Deputy Governor Barnabas Virag told reporters on Thursday that the NBH, which has raised its base rate by more than 1,100 bps since June 2021 to the highest level in central Europe, could consider ending its rate rise cycle after Tuesday’s meeting.
He said the bank could raise interest rates by 50, 75 or 100 basis points, after which “all options are on the table”, including ending rate rises at once or phasing out the cycle with several smaller steps.
“We narrowly favour a 75 basis point hike at the National Bank of Hungary’s September meeting, taking the base rate and the one-week depo rate to 12.50%, although 100bp remains clearly on the table,” said economist Peter Virovacz at ING.
“The announcement of a prolongation of the price cap measures in basic food and fuel from the government will lower the near-term inflation peak, somewhat limiting concerns about consumer inflation expectations becoming more extreme.”
Last week Prime Minister Viktor Orban’s government extended price caps on fuels and basic foodstuffs by three months until the end of the year in a bid to shield households from soaring costs.

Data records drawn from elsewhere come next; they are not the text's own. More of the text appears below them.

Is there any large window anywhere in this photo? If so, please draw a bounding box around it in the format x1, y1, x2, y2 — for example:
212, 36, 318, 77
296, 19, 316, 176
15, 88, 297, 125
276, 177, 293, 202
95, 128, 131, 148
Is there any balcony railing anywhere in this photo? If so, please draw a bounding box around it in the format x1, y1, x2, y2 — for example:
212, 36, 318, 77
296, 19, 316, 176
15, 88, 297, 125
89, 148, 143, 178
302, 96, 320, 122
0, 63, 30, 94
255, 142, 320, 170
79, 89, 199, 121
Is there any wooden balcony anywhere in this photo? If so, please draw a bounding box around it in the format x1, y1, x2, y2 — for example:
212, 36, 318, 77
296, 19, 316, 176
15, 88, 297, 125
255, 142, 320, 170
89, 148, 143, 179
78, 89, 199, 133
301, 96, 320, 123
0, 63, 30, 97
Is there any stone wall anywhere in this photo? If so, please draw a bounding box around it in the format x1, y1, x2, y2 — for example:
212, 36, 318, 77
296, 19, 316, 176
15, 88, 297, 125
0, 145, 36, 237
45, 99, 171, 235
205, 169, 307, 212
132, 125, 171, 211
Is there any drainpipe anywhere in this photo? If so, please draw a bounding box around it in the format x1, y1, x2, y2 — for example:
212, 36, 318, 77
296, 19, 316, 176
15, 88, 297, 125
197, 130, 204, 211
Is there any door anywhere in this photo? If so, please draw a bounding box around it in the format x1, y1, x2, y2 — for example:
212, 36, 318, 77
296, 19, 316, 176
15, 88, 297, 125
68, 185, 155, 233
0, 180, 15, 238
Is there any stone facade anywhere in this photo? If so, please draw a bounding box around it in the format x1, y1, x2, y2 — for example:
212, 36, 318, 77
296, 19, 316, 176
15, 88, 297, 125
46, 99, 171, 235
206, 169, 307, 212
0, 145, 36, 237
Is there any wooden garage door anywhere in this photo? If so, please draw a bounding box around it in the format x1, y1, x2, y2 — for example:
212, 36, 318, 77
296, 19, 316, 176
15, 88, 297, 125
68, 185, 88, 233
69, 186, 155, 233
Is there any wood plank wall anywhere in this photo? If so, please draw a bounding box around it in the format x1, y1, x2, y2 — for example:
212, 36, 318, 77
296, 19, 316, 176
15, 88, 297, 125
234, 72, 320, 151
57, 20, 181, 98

Even with the price caps in place, however, analysts polled by Reuters see headline inflation averaging 13.6% this year, rising to 13.95% in 2023 before a retreat to 4.3% by 2024.
Economic growth, however, is seen slowing sharply, to just 1.3% next year from 5% expected in 2022, implying a stagflation scenario for Hungary as the energy crisis hits major European economies that absorb most of its exports.
A new economic trajectory unveiled by Finance Minister Mihaly Varga earlier on Friday showed Hungary’s economy was set to contract for several quarters from the end of this year.